Unnecessarily long hours are spent by providers attempting to justify, for instance, why someone who has expressed suicidal thoughts is at high risk. What they refuse to accept is that if therapy is discontinued due to lack of coverage they (the insurance companies) will be paying much more money for repeat hospitalizations. But none of that seems to matter. Theirs is a business first and foremost. For those of us needing to deal with their representatives, it is apparent that most seem to have little understanding of psychiatric disorders. They are spokespersons (gate keepers) for a business. The business just happens to be “health care.”

As providers we believe that psychotherapy is a microcosm of all human relationships. The inability to navigate and understand relationship issues and the effects of early life trauma is - through a relationship of trust - explored and, when most successful, resolved during talk therapy treatment.

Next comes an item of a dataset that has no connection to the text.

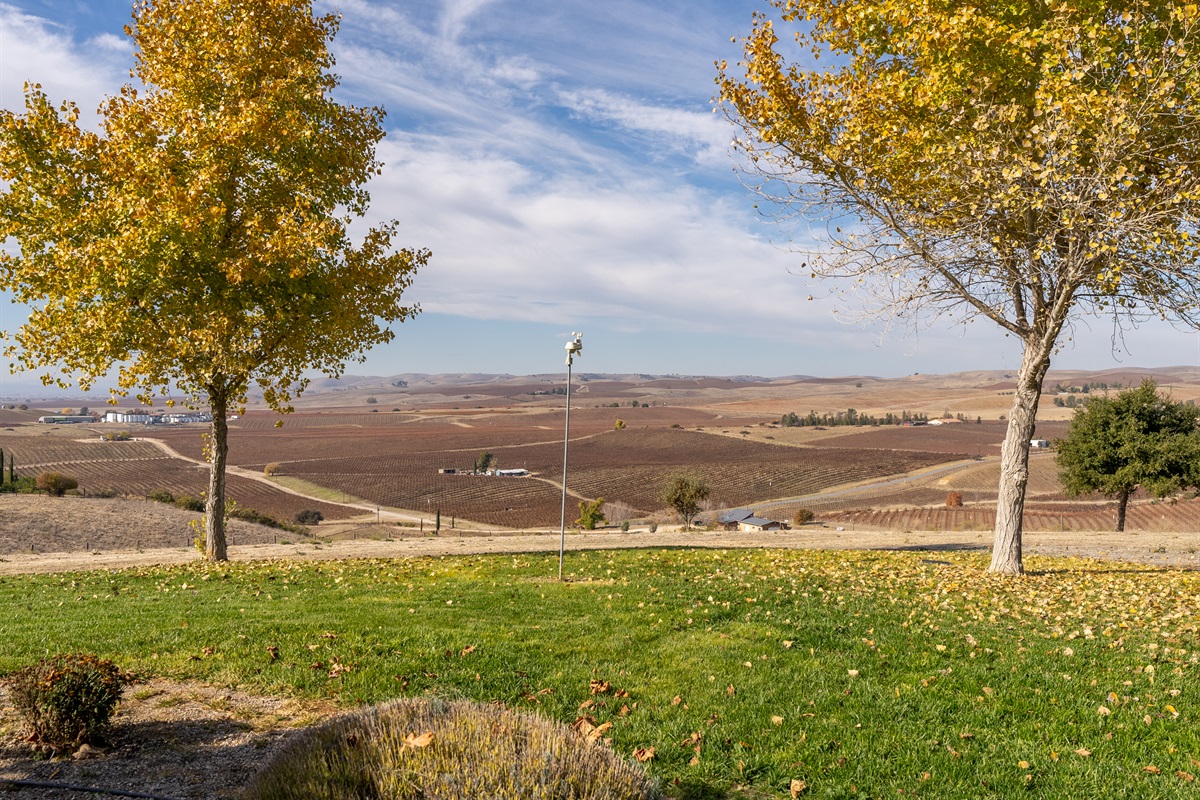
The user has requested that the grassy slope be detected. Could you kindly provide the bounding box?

Talking and processing life events is instrumental in helping people to heal and to develop new ways of behaving, developing better coping skills and gaining an awareness (if not total insight) of how their behavior effects others and how others effect them. Without that, no amount of pill taking will allow people to alter their expectations, understand how best to improve the quality of their life or their work. We will, instead, become a nation of robots whose wiring may be somewhat less taut, less liable to explode, but we will certainly not be better able to live richer, fuller, happier lives.

What will it take, I wonder, for those in positions to change the system, to make the mental and physical health of our people once again a top priority?